The presentation was not listed on the court’s April 28 agenda, which was convened after Bennett concluded.
Parker County does not offer a public comment session during its regular meetings, requiring instead that requested items be placed on the agenda.
According to the 2014 Open Meetings Handbook, a public comment session is, in fact, a meeting — as defined by section 551.001(4)(B) of the Government Code — because the members of a governmental body “receive information from ... or receive questions from (a) third person,” and a governmental body must give notice of a public comment session.
However, County Attorney John Forrest said the unposted presentation by Bennett was not illegal because the court had not called the regular meeting, commissioners did not comment publicly and the item wasn’t actionable.
Bennett, as a former district judge, “has earned the honor to be recognized,” Forrest said.
Bennett may have stated more information than what he was limited to, Forrest said, namely stating his reason for being there and requesting that the item be put on the agenda in the future.
“Max had not requested to be on the agenda,” County Judge Mark Riley said later. “He just showed up. He is a retired district judge, and I wasn’t going to tell him he couldn’t say something.”
Bennett closed his presentation to the court by saying Maddux Road, located in west Parker County, is unsafe.
“Clark Gardens is on that road,” he said, “and thousands of people go into Clark Gardens every day.”
A letter he handed out to commissioners states that improvements to Maddux were promised as part of the Parker County Transportation Bond program, which Riley denies.
The letter further states that Riley told Bennett the road would be rebuilt by Jan. 1, 2014, which Riley also denies.
An April 7 conversation with Precinct 2 Commissioner Craig Peacock is mentioned in the letter, stating that Peacock told Bennett that he’d heard the bid for the road had come in at $1.5 million, but only $1 million was available. Bennett said Peacock told him he thought Precinct 2 could do the work for the lesser amount and was considering getting started this summer.
“My neighbors and I want a proper road,” Bennett wrote, saying he asked Peacock whether the county had the expertise and equipment to deal with the road’s drainage and safety issues.
“We presumed that we would get one when we voted for and supported the transportation bond issue,” he wrote. “There is a dangerous unbanked curve on the road where several accidents have occurred.”
Peacock later confirmed Bennett’s statements, saying between $800,000 to $1 million is all the funding that’s available.
“I think we could do it ourselves and do a good job,” he said, “but it might not be this week or the next.”

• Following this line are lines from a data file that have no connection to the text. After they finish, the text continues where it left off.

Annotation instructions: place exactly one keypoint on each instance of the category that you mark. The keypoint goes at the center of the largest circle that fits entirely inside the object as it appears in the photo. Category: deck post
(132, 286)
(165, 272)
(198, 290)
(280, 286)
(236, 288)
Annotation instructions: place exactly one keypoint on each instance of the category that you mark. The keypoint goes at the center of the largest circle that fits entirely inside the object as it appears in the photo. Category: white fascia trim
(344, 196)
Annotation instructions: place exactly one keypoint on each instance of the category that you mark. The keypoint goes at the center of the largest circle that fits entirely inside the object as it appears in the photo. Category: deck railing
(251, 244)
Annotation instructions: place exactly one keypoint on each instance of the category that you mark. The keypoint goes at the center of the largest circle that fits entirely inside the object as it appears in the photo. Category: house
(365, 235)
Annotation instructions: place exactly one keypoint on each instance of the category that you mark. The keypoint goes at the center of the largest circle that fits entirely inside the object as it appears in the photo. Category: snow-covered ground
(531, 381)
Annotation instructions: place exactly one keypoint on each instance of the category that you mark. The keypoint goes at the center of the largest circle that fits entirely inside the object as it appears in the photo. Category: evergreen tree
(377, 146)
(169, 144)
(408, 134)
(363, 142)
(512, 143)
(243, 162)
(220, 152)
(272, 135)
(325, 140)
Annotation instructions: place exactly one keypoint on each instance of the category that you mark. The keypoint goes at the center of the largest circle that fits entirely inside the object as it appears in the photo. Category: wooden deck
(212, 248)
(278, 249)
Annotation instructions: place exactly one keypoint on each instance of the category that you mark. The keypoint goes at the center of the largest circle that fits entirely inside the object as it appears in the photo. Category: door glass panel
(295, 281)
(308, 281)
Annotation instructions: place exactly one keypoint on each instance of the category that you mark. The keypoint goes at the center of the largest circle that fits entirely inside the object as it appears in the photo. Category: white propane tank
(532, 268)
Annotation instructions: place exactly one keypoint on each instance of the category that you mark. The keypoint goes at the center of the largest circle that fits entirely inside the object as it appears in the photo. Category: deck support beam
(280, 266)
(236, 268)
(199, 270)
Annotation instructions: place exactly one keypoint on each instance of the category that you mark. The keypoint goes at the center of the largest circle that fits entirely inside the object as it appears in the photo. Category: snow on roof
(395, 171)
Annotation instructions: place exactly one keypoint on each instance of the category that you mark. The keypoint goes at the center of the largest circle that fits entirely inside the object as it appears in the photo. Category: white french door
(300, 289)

Peacock said his predecessor, Charles Brinkley, put Maddux on a list of potential transportation bond projects which included Poolville Cutoff Road and Old Agnes Road, both which have now been completed.
Bennett’s letter concludes with requests for the bid forms and engineering specifications for the road, as well as the bids received; motions and votes on re-bidding the job; the most recent traffic count for Maddux, as well as the pre- and post-construction traffic counts for roads that have been improved with transportation bond funds; and the amount of funds available from the sale of any authorized but unsold transportation bonds.
Maddux Road was never authorized as a transportation bond project by a specific vote, Riley said, and the public knew that to be the case.
“The Western Loop, Pojo Road in Springtown and FM Road 1187 in Aledo were the only bond projects [we committed to],” he said, “All the other ones the court said if the money’s available.”
Maddux Road did go out for bids, Riley said, and the bids came in around $1.4 million — “too high for a road of that traffic count.” In addition, the low bidder had been “slow” managing past projects, he said.
“We discussed and rejected it in open court,” he said.
“The road needs repair,” Riley said. “The matter is how much money should be put on a road that has mostly pass-through, rather than local, traffic.”
The court has authorized engineering firm Freese and Nichols to come up with a prioritized list of projects countywide, he said, and Maddux Road will be considered as part of that.
‘We will look at how to approach it,” he said, “whether the commissioner does it or [the court] hires it done.”
Peacock will do a traffic count of the road, he said.